The MEAD Alliance and the Counter-Sensor Architecture

The operational viability of the U.S. military presence in the Gulf, and its ability to defend Israeli and Gulf interests, relies upon a deeply interconnected, multi-billion-dollar web of early-warning radars, satellite communications (SATCOM), and interceptor batteries. The Middle East Air Defense (MEAD) Alliance, covertly negotiated in Sharm El-Sheikh and publicly acknowledged in 2022, sought to synchronize these sensors.14

At the heart of this defensive shield are highly specialized radar installations.
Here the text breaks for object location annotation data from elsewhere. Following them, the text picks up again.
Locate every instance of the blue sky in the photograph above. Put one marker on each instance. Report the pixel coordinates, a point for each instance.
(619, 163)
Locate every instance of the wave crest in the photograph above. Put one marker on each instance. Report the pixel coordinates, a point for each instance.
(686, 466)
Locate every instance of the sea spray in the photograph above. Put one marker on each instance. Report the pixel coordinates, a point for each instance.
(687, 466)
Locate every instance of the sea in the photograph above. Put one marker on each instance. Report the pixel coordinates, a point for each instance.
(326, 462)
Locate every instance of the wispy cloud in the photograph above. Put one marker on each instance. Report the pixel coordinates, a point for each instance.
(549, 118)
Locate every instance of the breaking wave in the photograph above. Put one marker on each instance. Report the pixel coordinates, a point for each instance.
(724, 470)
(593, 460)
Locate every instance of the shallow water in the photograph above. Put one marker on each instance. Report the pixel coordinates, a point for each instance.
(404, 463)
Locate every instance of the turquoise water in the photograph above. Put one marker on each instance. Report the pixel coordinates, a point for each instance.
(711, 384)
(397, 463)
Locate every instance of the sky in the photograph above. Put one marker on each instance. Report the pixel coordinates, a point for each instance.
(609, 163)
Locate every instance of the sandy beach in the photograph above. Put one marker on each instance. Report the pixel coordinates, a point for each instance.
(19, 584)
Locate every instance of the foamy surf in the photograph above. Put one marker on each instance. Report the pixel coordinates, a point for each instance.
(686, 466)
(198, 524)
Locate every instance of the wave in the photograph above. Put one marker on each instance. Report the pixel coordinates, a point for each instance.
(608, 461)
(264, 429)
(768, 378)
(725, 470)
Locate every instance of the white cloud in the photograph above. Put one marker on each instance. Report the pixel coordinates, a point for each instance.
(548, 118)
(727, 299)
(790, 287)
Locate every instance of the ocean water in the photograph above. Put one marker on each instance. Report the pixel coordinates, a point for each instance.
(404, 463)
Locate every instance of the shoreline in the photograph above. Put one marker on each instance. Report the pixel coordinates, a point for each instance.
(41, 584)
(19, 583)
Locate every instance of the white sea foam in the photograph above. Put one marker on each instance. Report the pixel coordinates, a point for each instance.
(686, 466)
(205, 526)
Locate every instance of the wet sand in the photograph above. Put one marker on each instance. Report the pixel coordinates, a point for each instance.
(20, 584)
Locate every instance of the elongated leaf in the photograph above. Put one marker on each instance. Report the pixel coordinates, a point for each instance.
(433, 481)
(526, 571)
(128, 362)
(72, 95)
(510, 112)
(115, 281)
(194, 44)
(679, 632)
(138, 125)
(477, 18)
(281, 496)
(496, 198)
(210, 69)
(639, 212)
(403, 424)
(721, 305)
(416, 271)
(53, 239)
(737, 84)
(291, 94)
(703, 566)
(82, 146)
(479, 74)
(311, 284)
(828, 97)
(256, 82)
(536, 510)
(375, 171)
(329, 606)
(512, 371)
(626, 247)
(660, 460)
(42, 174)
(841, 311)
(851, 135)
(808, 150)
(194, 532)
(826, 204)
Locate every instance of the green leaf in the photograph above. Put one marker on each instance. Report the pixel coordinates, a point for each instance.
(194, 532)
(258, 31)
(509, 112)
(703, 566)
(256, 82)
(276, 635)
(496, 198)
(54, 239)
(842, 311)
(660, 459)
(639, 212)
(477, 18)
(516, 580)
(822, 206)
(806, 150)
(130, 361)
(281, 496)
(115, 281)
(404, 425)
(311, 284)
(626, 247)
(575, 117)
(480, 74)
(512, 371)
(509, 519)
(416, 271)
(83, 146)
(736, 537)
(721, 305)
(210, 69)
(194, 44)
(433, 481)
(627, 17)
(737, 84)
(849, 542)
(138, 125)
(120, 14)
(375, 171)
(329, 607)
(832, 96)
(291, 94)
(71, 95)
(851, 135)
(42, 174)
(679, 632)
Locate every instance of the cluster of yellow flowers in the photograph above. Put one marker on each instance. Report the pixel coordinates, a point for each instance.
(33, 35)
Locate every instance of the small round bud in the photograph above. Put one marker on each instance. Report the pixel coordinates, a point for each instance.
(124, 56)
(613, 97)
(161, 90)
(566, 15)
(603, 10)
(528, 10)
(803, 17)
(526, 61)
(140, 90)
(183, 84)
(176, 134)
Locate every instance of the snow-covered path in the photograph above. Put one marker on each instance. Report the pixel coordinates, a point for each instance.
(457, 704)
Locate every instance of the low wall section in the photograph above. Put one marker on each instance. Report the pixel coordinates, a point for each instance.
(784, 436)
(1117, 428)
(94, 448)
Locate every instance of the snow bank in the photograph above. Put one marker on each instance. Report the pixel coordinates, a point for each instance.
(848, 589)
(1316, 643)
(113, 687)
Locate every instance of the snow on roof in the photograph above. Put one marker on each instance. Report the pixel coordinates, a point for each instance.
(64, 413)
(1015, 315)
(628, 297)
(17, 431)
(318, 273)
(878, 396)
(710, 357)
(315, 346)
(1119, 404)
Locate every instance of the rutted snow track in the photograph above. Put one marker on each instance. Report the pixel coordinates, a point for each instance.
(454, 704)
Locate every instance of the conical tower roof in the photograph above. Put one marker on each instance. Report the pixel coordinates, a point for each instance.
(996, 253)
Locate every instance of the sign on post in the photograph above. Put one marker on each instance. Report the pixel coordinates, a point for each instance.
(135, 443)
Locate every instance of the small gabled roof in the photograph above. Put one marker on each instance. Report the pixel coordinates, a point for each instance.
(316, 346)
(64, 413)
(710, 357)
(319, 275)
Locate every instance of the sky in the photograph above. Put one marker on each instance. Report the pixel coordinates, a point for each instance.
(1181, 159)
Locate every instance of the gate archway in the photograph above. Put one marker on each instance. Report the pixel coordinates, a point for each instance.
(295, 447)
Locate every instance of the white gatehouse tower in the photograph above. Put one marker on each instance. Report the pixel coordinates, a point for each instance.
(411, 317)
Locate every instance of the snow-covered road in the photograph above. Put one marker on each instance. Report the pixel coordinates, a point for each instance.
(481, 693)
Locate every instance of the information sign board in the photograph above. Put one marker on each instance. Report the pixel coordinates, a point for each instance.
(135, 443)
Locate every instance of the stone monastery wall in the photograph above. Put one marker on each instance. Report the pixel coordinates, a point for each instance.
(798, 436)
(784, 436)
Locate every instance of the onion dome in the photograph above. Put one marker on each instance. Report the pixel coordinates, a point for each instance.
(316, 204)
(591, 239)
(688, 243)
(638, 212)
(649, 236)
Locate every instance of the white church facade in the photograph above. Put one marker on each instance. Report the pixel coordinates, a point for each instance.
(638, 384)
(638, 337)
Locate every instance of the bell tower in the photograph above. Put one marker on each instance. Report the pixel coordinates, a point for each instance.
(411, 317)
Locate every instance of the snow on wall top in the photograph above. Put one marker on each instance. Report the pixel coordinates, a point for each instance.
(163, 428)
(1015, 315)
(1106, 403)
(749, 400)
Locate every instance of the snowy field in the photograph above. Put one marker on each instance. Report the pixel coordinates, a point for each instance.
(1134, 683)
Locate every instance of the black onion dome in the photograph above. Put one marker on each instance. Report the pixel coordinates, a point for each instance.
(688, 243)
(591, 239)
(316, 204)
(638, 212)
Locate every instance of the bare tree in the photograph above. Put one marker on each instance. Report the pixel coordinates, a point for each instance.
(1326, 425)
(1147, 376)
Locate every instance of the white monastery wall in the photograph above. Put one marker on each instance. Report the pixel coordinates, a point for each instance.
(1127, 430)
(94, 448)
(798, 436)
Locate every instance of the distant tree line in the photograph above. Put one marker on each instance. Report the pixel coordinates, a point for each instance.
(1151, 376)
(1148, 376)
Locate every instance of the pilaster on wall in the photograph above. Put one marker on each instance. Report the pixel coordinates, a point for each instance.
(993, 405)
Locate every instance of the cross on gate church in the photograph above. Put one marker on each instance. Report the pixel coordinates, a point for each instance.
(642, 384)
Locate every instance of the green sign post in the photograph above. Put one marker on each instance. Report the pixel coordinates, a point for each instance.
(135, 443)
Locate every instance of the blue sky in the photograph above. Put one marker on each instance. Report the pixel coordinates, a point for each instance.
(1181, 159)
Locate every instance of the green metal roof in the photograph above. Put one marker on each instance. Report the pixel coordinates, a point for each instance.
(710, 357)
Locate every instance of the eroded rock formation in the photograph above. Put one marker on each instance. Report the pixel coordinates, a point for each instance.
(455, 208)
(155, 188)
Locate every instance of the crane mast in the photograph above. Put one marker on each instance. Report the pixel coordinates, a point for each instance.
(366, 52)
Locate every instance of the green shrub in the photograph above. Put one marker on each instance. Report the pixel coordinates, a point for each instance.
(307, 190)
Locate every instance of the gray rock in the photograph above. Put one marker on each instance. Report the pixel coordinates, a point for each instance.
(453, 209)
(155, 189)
The AN/TPY-2 radar, an X-band surveillance array manufactured by Raytheon and costing approximately $500 million per unit, serves as the central nervous system for the Terminal High Altitude Area Defense (THAAD) system.5 These massive, trailer-mounted systems scan the horizon to acquire ballistic targets, calculate interception vectors, and guide kinetic kill vehicles.5 U.S. and allied forces deployed AN/TPY-2 radars across the Arabian Peninsula, with confirmed sites at Prince Sultan Air Base (Saudi Arabia), Al Ruwais and Al Sader (UAE), and Muwaffaq Salti Air Base (Jordan).5

Complementing the THAAD network is the AN/FPS-132 (Block 5) phased array early-warning radar located at Umm Dahal, near the Al Udeid Air Base in Qatar.37 Valued at $1.1 billion, this gigantic static structure features multiple radar faces providing 360-degree coverage.36 With a detection range of approximately 4,800 kilometers, the AN/FPS-132 acts as the primary over-the-horizon eye for the U.S. Space Force, capable of tracking ballistic missile launches deep within Iranian territory from the moment of ignition.38

Furthermore, bases like NSA Bahrain and Al Dhafra Air Base house large spherical radomes containing strategic satellite communications terminals, essential for the secure transmission of targeting data between the CAOC in Qatar, naval strike groups, and interception batteries.36

The Iranian Retaliatory Campaign: Kinetic Reality and Damage Dossier

Following the devastating U.S. and Israeli airstrikes on February 28, 2026, which decimated Iran’s political leadership and degraded its domestic air defenses, the Iranian military and the Islamic Revolutionary Guard Corps (IRGC) executed Operation True Promise IV.4 This retaliation represented a paradigm shift in Middle Eastern warfare. Recognizing its conventional military inferiority, Iran deployed an asymmetric, cost-imposition strategy utilizing massed volleys of loitering munitions (suicide drones), cruise missiles, and ballistic missiles.11

Between February 28 and March 11, the IRGC launched over 3,000 projectiles, systematically targeting the U.S. military footprint, the MEAD Alliance sensor network, and the critical economic infrastructure of the Gulf states.3 Al Jazeera English, Reuters, and real-time OSINT analysts on X.com documented a campaign that unfolded in distinct, escalating phases.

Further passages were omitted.